Dış talepte beklenen canlanmanın yaşanmadığı, turizm gelirlerinin önemli ölçüde gerilediği bir ortamda iç talebi genişletecek politikaların çeşitlendirilerek geliştirilmesinin olumlu sonuçları olacaktır.
S&P’un not indirimi yapmasından önceki Türkiye kredi notu da yatırım yapılabilir seviyenin altında olduğu için piyasalar üzerinde sarsıcı etki doğurması beklenmemektedir. Ancak Moody’s ve Fitch’in de bu sürece dahil olarak Türkiye’nin kredi notunu düşürmeleri halinde hisse senedi, yerel tahvil ve eurotahvil piyasalarından çıkışlar olabilecektir. Bu bağlamda uluslararası derecelendirme kuruluşlarının değerlendirmelerini daha objektif yapmaları konusunda onlarla işbirliği imkânları daha da artırılmalıdır.

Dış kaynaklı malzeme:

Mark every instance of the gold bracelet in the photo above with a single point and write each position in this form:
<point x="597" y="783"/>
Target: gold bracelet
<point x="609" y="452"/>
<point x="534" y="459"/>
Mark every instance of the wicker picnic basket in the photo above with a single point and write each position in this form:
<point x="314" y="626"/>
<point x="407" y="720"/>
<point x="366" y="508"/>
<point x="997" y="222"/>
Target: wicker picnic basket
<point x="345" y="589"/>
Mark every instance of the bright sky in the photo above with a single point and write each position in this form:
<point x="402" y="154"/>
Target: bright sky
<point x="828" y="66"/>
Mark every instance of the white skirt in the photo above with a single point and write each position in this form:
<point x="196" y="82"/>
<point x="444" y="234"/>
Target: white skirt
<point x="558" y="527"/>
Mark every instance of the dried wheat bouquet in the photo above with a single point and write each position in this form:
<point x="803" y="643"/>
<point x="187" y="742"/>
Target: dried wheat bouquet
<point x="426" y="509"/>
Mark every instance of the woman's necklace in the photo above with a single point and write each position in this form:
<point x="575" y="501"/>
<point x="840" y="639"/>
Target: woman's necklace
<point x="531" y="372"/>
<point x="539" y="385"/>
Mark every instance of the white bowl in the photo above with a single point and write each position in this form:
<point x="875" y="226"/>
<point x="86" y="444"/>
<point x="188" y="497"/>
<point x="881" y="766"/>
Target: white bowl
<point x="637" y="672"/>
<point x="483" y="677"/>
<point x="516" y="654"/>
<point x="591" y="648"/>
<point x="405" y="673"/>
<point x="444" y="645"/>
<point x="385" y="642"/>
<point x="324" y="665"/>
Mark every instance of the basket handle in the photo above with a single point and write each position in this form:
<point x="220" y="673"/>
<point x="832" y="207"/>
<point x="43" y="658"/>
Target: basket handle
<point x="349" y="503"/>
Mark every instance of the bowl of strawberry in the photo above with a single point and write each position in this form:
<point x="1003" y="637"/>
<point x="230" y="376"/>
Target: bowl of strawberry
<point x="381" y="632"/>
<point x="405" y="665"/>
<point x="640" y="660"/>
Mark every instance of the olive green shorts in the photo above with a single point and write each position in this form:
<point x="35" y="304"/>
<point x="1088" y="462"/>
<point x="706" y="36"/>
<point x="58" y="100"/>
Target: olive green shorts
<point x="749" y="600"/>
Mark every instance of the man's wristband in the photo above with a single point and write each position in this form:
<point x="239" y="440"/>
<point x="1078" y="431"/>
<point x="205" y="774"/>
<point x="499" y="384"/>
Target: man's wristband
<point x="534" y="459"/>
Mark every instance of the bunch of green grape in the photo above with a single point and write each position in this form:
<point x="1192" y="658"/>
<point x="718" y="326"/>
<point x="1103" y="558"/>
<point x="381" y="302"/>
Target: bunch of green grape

Bütçe disiplininden taviz verilmediği, TCMB’nin piyasada likidite sıkışıklığı yaşanmasına kesinlikle izin vermediği görüldüğünde bu kuruluşların olumlu tavır takınması olasıdır. Ancak buna rağmen söz konusu kuruluşların art niyetli değerlendirmelerinin devam etmesi halinde başka derecelendirme kuruluşlarının da (örneğin Japon kredi derecelendirme kuruluşu olan JCR) bu süreçte etkin kılınması yararlı olacaktır. ”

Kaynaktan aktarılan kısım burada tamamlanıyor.